In the block universe, there is no "now" or
present. All moments that exist are just relative to each other within the
three spacial dimensions and one time dimension. Your sense of the present is
just reflecting where in the block universe you are at that instance. The
"past" is just a slice of the universe at an earlier location while
the "future" is at a later location. So, is time just an elaborate
mind trick? And more importantly - is time travel possible?
![](https://assets.rbl.ms/18650985/980x.jpg)
Dr. Miller's answer to that is "yes". Of
course, just hypothetically, since we'd need to figure out first how to travel
at "some reasonable percentage of the speed of light". Going to the
past would entail using wormholes,
like "short cuts through space-time".
Now, if you did manage to get back in time, you won't be
able to change it. This is because your past is always simultaneously someone
else's future. So if you travel to the past, you're just making that future the
way it is. So don't worry about "grandfather
paradoxes" - your time machine has already been incorporated into
the scheme of things.
'If I travel to the past, I am part of the past," said Miller."Importantly, I was always part of the past."
What's more - maybe the past has already been altered by
time travelers. How would we be able to tell if it hasn't? "For
all we know, the reason the past is the way it is, is in part due to the
presence of time travelers," added Miller.
By that logic, what you do tomorrow will make it the way
it is, with you fulfilling a certain destiny writ in time, which is in itself
more of an illusion than a fundamental property of nature.
Certainly, with such claims, the block universe theory
has its detractors. One big criticism is that the future shouldn't exist yet.
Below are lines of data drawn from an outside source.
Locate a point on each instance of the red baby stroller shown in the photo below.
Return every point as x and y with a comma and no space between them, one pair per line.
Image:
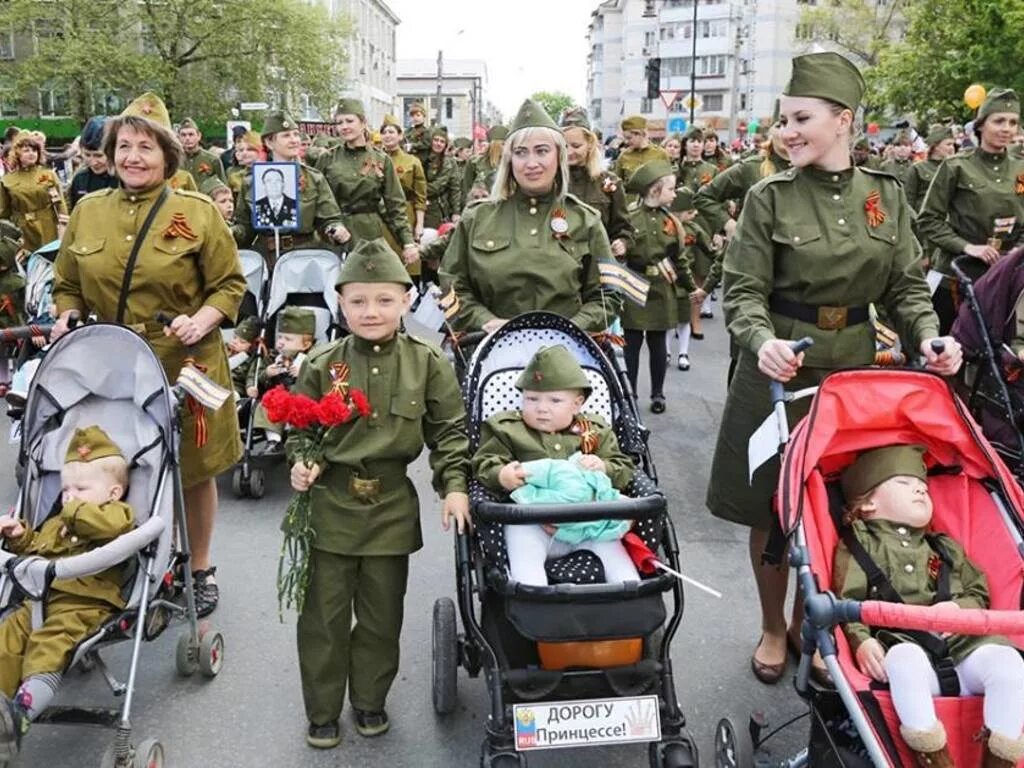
976,501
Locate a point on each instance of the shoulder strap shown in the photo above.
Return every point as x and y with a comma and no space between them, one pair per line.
133,256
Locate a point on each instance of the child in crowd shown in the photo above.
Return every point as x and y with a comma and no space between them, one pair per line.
33,655
365,510
889,511
549,426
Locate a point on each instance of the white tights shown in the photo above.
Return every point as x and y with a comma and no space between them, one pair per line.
996,672
530,546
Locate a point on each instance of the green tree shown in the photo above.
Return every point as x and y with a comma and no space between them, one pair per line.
554,102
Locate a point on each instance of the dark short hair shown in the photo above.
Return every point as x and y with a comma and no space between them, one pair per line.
173,154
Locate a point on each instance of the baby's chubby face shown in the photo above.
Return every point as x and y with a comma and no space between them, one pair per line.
551,412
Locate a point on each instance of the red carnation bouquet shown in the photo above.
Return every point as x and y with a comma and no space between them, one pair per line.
310,422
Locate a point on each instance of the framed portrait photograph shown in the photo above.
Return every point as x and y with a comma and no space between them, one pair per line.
274,201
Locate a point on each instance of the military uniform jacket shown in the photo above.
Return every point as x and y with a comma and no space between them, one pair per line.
658,237
975,196
911,566
415,397
203,164
368,190
604,195
188,260
81,527
505,437
25,199
505,259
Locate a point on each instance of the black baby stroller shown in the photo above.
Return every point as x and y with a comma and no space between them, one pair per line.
569,664
107,375
305,279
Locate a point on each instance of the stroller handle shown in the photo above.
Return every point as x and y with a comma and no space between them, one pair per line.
519,514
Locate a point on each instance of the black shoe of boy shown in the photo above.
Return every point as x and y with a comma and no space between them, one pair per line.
324,736
371,724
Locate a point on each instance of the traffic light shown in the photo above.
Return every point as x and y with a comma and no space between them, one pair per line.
653,78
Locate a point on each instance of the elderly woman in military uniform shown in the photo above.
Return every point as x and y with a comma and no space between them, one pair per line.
814,247
531,246
318,217
30,193
365,183
975,205
143,249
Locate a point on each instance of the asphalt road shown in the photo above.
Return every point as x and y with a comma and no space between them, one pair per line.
252,714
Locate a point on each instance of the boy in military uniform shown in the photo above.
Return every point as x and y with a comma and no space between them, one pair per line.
365,508
549,426
34,653
889,512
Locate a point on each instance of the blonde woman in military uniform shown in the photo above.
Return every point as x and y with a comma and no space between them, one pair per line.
30,193
813,248
975,205
531,246
187,266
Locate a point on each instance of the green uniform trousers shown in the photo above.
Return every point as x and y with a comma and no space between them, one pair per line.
333,652
25,652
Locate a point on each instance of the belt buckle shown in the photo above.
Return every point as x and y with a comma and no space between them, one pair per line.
365,488
832,317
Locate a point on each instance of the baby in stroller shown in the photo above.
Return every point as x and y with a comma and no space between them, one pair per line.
549,426
36,640
888,553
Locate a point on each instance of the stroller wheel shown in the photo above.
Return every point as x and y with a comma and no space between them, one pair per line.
444,656
733,747
211,653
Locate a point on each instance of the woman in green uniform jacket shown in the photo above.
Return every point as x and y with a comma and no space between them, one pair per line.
187,267
531,246
600,189
658,254
320,219
975,205
814,247
30,193
365,183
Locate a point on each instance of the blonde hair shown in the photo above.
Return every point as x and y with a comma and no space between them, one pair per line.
505,183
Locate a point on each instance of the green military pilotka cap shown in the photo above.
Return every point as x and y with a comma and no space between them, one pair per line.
531,115
152,108
276,121
999,99
90,443
826,76
296,320
553,369
875,467
373,261
647,174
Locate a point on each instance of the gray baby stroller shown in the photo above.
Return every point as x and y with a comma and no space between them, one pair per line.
104,374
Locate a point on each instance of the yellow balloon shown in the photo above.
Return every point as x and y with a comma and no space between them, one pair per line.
974,96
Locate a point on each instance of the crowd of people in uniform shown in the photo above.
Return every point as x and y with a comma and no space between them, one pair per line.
807,233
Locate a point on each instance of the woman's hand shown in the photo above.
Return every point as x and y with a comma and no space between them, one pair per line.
946,364
303,476
776,360
457,506
986,253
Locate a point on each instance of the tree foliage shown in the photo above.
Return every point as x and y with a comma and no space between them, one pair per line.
201,55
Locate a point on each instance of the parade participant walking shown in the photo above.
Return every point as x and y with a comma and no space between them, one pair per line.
320,219
813,248
365,509
143,249
30,193
365,183
96,173
975,205
656,253
531,246
201,163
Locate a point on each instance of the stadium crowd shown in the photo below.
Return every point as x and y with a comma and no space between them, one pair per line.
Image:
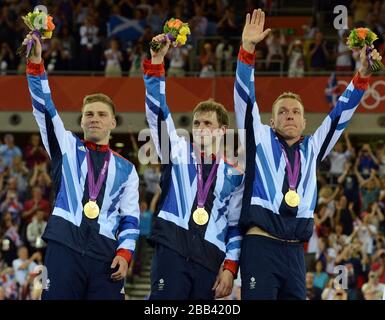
349,218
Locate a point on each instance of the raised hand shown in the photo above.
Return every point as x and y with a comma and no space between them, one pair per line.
365,67
158,57
253,30
35,56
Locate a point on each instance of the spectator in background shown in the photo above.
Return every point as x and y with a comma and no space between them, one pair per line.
151,177
53,55
373,289
320,278
318,53
156,18
113,58
343,53
20,173
223,56
9,238
338,158
296,59
35,231
227,26
366,161
136,56
379,265
207,61
9,200
380,156
2,294
312,292
40,178
345,217
361,9
369,189
23,266
198,25
89,40
68,47
36,203
7,59
178,57
34,153
9,151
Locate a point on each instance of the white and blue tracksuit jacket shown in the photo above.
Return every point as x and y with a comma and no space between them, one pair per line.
220,238
116,228
266,178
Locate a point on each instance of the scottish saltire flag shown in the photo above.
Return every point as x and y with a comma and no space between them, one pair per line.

Physicist Lee Smolin wrote:
"The future is not now real and there can be no definite facts of the matter about the future." Furthermore, as he added at a 2017 conference, what is real is just "the process by which future events are generated out of present events."
Another negative of this idea is if the block universe is
static, what is the point of anything? Can you have progress? Answering that is
the "evolving block universe" model which sees the block of the
universal space-time growing rather than staying the same. The surface of such
a volume would represent the present moment. It's when "the
indefiniteness of the future changes to the definiteness of the past," as described it cosmologist George Ellis. Under that
model, the changing part would be the future.
While the debates are going to continue, the block
universe theory is one of the most promising approaches that can reconcile the
cosmological view of time with our everyday experience. What may be certain -
time is much more than what it appears to be. Unraveling its mysteries is
integral to understanding the human experience.